On s'attend au goût et la tradition livre tout autre chose. Dans la plus grande part du matériau interprétatif, la langue vaut pour la parole, et les rêves réellement racontés le confirment : une langue trop lourde pour bouger, une langue qui ne s'arrête plus, une langue mordue au milieu d'une phrase. Ce qui les relie, c'est le langage et non la saveur, et la lecture découle de là. Une langue qui fonctionne bien se comprend comme la capacité de dire ce que l'on pense, et tout ce qui va de travers avec elle comme un obstacle à la même chose.
La plainte la plus fréquente est une langue qui refuse de servir. Les dormeurs décrivent des mots qui sortent en bouillie, ou une bouche si encombrée qu'aucune syllabe ne se forme, et l'interprétation est directe : quelque chose que tu n'as pas réussi à dire. La paralysie du sommeil et le relâchement musculaire ordinaire du sommeil paradoxal nourrissent tous deux cette sensation, et il vaut mieux le savoir avant d'aller chercher un symbole. La version inverse, où l'on parle sans pouvoir s'arrêter, se comprend comme des paroles déjà lâchées et impossibles à rattraper, et l'on s'en réveille souvent gêné par une phrase de la veille.

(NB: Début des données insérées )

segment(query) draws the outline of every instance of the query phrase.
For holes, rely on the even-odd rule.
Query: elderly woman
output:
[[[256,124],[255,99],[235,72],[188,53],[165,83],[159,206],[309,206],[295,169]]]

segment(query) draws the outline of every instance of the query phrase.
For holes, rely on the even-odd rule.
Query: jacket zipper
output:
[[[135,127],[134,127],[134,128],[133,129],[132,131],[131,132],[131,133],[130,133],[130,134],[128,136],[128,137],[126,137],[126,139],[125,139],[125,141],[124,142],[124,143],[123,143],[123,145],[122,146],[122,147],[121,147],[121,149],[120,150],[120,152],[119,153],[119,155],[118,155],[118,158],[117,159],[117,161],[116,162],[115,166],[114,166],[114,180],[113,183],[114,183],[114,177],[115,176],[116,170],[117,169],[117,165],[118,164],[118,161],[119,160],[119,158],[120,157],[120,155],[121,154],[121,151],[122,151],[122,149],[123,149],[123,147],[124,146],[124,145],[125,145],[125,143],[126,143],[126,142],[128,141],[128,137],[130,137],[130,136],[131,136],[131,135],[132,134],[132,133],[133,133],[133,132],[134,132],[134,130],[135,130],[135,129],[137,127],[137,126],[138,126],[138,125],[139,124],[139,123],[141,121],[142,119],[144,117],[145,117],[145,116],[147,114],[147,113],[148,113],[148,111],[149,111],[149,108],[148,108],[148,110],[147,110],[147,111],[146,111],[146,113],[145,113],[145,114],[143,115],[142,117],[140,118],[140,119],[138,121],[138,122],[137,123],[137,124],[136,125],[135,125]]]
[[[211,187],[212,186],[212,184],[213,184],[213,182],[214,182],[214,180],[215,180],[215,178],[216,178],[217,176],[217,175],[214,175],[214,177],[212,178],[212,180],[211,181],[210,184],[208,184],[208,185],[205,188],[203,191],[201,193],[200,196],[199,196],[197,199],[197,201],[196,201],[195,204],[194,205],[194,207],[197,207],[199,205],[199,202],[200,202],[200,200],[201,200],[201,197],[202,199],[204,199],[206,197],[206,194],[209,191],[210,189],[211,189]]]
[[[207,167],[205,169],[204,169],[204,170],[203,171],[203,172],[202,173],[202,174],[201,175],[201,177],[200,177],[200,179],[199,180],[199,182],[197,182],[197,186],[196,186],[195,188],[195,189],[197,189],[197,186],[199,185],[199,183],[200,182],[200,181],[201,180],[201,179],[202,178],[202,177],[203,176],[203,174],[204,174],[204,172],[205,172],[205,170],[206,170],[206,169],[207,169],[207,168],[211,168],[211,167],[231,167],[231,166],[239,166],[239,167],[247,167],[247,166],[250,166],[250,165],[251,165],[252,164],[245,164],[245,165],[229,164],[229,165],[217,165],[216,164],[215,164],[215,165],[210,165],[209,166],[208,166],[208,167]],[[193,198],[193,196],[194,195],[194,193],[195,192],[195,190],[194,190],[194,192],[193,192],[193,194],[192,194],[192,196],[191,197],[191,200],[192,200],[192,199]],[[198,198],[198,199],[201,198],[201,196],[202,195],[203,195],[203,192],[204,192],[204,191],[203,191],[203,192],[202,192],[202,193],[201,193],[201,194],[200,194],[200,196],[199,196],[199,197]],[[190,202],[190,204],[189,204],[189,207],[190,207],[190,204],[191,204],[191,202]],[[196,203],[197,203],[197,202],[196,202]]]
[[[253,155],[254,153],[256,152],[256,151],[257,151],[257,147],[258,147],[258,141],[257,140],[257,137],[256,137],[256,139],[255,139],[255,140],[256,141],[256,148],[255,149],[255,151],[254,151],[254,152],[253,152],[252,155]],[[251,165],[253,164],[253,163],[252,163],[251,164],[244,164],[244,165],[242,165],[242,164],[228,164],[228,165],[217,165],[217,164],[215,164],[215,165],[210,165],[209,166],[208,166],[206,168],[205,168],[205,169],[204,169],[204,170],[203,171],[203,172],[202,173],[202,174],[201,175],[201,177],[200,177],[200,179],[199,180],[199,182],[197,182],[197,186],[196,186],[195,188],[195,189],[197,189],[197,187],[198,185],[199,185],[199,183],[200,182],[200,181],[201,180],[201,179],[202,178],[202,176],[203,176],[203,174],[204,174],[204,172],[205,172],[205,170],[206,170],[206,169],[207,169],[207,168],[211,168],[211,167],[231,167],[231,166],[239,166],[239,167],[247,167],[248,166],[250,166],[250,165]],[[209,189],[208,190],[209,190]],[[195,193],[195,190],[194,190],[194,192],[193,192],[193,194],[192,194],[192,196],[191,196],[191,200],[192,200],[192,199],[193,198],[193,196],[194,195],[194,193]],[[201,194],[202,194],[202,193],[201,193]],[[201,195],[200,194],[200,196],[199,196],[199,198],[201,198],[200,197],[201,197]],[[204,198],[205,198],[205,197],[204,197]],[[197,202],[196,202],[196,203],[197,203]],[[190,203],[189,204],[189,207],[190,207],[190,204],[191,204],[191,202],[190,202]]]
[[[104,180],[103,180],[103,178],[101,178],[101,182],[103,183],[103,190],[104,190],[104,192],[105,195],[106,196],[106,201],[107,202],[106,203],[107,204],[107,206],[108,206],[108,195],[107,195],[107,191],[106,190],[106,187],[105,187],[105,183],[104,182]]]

Se mordre la langue se lit presque partout comme une autocensure, et c'est la seule variante où l'expression courante et le sens onirique coïncident exactement. Les versions plus violentes portent la même idée avec davantage de force derrière, et les vieilles sources y voient une parole étouffée par quelqu'un d'autre plutôt que par le dormeur. Rien de tout cela n'est traité comme un commentaire sur le corps, et il ne faut pas le prendre ainsi.
Qui vit entre deux langues connaît une version de ce rêve qu'aucun dictionnaire général ne peut atteindre : la bouche qui refuse de former un mot pourtant su, la phrase qui arrive dans l'idiome de l'autre pays. Si c'est ton quotidien, le rêve décrit quelque chose de concret et non de symbolique, et ta lecture battra toute lecture héritée.